2 . The method of claim 1 wherein the first and second frits substantially maintain their respective chemical identities when the mold is heated.
3 . The method of claim 1 wherein the first frit is powdered window glass.
4 . The method of claim 1 wherein the foaming agent is limestone.
5 . The method of claim 1 wherein the foaming agent is a mixture of limestone and magnesite.
6 . The method of claim 1 wherein the handle is connected to a vibratory source.
7 . The method of claim 1 wherein the handle further comprises an ultrasonic acoustic source.
8 . A method of producing a toughened foamed glass body, comprising:
a) combining a first predetermined amount of powdered window glass cullet with a second predetermined amount of powdered toughening glass cullet to define a batch; b) adding a third predetermined amount of foaming agent to the batch; c) mixing the batch; d) apportioning the batch; e) softening the glass; f) releasing gas from the foaming agent to foam the softened glass; g) cooling the foamed glass body; wherein the window glass cullet is characterized by a higher coefficient of thermal expansion than the toughening glass cullet.

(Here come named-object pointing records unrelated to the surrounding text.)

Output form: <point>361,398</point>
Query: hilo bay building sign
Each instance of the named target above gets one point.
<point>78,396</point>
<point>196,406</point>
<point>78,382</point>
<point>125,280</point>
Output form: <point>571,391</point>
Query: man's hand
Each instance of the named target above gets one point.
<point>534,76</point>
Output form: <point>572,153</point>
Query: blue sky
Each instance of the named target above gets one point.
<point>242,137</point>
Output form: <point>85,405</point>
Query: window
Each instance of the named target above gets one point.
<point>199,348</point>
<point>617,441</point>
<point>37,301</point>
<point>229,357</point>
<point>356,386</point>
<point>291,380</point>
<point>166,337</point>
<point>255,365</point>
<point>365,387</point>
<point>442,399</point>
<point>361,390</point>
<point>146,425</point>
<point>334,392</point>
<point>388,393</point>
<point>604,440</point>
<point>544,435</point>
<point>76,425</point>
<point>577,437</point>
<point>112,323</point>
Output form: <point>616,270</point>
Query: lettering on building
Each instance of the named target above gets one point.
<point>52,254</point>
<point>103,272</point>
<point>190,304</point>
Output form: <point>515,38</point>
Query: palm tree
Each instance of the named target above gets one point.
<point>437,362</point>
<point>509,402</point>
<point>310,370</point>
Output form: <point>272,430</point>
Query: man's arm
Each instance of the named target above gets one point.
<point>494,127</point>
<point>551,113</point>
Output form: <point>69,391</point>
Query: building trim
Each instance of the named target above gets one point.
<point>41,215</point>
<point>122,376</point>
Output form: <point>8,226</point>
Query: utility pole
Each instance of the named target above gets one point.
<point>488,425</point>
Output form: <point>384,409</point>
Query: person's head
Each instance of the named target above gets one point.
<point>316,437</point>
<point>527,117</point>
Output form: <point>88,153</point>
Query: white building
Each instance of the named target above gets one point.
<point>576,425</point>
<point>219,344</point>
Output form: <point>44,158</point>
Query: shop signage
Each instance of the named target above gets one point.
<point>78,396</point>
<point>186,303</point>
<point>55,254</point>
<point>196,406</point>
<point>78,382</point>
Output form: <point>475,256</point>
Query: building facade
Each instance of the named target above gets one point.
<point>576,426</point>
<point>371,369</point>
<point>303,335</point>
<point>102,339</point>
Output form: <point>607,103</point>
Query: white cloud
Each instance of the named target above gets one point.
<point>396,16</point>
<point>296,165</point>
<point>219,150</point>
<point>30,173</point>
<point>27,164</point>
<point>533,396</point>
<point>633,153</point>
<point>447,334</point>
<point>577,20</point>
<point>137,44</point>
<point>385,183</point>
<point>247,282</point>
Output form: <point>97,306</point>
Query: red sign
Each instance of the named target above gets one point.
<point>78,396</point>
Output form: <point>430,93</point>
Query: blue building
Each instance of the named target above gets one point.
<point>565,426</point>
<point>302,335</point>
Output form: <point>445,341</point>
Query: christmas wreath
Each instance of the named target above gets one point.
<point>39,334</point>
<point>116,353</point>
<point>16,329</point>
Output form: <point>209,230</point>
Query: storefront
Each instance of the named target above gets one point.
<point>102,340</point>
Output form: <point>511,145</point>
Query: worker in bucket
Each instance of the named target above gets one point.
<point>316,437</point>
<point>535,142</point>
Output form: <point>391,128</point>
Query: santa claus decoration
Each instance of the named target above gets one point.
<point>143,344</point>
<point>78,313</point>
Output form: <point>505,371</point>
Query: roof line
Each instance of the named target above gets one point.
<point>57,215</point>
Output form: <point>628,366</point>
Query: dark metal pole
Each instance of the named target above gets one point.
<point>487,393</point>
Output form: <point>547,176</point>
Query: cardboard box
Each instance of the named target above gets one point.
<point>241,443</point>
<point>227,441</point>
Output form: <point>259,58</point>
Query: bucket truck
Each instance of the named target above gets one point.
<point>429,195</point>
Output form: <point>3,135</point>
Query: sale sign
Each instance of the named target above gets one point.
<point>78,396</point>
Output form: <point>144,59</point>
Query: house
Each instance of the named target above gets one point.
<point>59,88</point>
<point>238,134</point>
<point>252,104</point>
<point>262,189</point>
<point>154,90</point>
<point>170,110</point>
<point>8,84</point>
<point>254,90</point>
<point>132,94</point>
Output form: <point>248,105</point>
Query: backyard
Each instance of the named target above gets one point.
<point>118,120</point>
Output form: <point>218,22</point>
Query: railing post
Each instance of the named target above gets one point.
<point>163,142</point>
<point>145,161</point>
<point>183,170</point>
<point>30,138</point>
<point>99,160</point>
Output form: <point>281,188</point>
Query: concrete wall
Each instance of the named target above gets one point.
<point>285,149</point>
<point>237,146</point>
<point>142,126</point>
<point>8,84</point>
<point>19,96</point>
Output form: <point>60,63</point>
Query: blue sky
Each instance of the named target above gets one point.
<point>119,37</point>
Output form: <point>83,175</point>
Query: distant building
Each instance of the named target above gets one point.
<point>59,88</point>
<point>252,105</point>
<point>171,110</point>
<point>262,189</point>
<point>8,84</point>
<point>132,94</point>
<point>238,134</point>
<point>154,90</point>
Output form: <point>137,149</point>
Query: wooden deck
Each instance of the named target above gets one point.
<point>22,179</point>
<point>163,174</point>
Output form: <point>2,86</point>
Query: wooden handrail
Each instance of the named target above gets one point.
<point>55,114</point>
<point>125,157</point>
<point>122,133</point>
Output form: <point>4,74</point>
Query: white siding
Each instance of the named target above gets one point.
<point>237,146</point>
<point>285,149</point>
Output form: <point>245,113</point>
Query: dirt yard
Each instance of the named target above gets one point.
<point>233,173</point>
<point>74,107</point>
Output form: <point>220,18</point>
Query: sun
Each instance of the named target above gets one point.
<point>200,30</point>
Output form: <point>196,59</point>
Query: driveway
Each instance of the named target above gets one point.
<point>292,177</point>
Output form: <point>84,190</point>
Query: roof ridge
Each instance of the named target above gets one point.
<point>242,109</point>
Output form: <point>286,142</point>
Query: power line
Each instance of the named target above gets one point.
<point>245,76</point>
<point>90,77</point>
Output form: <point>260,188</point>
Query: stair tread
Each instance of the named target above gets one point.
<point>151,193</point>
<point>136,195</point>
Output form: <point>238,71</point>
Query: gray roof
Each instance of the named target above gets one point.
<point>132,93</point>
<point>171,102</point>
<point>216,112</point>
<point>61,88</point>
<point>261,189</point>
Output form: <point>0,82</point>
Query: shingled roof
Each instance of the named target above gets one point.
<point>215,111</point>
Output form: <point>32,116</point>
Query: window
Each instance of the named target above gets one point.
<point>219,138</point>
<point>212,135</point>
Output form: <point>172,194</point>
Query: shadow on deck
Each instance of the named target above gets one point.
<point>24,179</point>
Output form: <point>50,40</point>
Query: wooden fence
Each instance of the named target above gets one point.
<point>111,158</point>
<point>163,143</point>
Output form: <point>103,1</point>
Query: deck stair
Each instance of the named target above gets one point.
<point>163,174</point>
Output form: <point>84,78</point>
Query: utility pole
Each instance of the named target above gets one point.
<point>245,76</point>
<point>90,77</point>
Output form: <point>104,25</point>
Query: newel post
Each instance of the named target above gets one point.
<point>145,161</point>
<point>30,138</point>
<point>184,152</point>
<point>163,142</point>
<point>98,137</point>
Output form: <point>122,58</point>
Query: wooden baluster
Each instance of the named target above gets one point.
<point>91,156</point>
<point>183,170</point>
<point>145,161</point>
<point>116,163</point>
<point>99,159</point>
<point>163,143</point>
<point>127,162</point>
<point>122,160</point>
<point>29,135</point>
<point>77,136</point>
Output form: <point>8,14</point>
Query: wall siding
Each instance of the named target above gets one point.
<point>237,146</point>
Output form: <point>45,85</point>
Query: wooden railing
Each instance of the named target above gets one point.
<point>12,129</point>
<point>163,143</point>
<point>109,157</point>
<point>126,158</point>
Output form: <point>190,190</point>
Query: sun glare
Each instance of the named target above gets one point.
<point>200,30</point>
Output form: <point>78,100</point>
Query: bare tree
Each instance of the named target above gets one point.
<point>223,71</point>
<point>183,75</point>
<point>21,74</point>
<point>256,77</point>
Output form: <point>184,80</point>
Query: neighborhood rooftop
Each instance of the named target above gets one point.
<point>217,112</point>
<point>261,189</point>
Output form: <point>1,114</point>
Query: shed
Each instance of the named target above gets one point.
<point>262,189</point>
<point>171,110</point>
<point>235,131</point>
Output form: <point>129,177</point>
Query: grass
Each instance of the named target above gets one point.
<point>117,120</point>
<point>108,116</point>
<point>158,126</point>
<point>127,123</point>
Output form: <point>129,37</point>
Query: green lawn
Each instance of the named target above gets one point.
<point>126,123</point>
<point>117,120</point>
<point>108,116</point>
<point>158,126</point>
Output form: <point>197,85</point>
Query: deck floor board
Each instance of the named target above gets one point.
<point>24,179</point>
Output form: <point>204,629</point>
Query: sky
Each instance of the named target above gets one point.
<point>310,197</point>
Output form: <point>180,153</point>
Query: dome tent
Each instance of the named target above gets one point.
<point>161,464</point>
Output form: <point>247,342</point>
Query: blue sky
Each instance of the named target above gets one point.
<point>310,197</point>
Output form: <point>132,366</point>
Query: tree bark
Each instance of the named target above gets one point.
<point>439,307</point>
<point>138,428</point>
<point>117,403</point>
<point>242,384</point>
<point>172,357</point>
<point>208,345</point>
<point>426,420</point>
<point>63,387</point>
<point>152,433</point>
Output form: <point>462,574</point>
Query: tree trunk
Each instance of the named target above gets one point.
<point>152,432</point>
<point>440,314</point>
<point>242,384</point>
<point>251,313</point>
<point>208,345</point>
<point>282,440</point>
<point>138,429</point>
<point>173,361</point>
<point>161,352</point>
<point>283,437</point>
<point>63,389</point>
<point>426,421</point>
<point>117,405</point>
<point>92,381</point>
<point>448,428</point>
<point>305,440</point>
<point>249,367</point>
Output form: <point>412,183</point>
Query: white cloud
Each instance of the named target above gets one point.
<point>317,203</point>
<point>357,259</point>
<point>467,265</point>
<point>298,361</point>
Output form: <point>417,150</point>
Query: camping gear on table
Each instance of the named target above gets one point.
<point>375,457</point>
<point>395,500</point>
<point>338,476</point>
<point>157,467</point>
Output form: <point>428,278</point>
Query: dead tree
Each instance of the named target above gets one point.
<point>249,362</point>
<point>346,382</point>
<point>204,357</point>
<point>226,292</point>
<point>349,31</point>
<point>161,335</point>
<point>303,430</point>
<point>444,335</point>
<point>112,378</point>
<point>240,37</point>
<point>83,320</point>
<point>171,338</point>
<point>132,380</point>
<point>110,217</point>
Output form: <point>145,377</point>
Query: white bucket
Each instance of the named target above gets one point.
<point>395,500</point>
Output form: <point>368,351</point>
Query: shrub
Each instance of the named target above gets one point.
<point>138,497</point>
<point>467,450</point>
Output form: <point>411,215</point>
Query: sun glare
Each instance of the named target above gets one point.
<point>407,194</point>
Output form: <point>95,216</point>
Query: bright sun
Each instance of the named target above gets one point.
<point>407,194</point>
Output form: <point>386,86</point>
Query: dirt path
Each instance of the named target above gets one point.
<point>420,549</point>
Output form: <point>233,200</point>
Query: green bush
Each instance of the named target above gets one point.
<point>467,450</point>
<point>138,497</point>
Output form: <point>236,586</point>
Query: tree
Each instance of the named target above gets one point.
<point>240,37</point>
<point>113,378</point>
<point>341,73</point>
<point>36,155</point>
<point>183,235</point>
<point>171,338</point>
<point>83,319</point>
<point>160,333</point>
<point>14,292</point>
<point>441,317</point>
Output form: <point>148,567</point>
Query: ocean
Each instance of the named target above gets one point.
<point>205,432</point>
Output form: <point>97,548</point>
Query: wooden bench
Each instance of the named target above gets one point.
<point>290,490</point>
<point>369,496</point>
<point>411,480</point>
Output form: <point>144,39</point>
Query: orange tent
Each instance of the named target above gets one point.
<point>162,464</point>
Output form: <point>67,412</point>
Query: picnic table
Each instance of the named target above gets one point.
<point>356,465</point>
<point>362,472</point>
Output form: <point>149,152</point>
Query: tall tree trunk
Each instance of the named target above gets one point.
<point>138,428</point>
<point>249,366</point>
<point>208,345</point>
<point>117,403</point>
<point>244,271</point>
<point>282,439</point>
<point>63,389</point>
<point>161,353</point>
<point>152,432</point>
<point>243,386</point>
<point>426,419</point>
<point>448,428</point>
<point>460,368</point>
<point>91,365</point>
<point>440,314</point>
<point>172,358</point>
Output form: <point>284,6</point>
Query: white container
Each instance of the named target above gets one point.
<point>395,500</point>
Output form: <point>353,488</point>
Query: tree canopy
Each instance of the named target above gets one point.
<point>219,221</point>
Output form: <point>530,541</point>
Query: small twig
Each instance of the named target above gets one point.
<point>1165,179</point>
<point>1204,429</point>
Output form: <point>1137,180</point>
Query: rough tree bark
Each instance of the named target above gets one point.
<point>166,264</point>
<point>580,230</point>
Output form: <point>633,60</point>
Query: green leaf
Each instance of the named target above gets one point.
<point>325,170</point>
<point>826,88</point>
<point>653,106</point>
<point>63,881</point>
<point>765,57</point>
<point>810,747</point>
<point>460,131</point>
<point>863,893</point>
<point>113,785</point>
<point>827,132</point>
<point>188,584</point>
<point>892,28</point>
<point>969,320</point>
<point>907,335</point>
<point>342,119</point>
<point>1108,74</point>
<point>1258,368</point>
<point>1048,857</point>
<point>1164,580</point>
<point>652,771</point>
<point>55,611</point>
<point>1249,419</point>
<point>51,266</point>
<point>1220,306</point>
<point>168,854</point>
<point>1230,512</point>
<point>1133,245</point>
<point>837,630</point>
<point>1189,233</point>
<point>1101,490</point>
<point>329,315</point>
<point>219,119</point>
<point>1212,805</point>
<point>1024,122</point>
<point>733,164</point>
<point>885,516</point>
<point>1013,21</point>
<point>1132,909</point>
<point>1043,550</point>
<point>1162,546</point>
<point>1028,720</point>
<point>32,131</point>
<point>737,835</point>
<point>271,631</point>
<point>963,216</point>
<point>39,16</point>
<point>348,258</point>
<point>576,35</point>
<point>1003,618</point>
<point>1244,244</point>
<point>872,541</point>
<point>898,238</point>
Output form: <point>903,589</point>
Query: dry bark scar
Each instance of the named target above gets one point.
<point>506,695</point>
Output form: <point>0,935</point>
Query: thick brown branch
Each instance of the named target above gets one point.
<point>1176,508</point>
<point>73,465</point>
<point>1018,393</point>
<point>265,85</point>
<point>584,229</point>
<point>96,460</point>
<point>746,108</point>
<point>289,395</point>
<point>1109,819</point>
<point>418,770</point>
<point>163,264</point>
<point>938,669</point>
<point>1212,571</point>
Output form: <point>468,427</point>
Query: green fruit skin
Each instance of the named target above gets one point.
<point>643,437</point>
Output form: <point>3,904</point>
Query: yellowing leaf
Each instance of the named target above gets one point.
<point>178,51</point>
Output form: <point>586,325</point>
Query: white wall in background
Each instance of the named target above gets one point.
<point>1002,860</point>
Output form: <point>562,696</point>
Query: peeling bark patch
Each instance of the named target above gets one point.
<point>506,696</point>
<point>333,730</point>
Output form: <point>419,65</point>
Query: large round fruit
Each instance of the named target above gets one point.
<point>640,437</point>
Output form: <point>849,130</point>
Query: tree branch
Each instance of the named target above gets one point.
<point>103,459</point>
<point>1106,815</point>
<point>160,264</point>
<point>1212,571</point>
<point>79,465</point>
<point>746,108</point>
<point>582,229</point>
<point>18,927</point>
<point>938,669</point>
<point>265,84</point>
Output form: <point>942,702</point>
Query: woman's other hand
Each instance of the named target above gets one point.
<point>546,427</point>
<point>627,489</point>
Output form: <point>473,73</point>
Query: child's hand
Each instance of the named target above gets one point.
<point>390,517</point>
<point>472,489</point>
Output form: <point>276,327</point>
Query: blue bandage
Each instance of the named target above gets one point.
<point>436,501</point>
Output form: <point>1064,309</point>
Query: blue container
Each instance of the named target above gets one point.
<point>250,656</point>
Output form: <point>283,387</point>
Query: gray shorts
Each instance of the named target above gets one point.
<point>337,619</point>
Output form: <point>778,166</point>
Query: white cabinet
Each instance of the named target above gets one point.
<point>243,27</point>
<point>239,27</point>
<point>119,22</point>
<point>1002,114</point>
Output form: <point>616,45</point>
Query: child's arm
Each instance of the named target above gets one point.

9 . The method of claim 8 wherein the glass is softened and gas is released from the foaming agent as a result of firing the batch.
10 . The method of claim 8 wherein the window glass and the toughening glass do not substantially chemically interact.
11 . The method of claim 9 wherein the foaming agent is selected from the following compositions: CaCO 3 , MgCO 3 and SrCO 3 .
12 . The method of claim 8 wherein batch is apportioned by at least partially filing a refractory vessel and wherein the glass is softened and gas is released from the foaming agent as a result of firing the refractory vessel.
13 . An abrasive tool, comprising in combination:
an elongated handle member; an ultrasonic vibration source operationally connected to the elongated handle member; and a toughened foamed glass ceramic portion operationally connected to the vibration source; wherein the toughened foamed glass ceramic portion includes a first glassy phase and a second glassy phase; and wherein the second glassy phase puts the first glassy phase into compression.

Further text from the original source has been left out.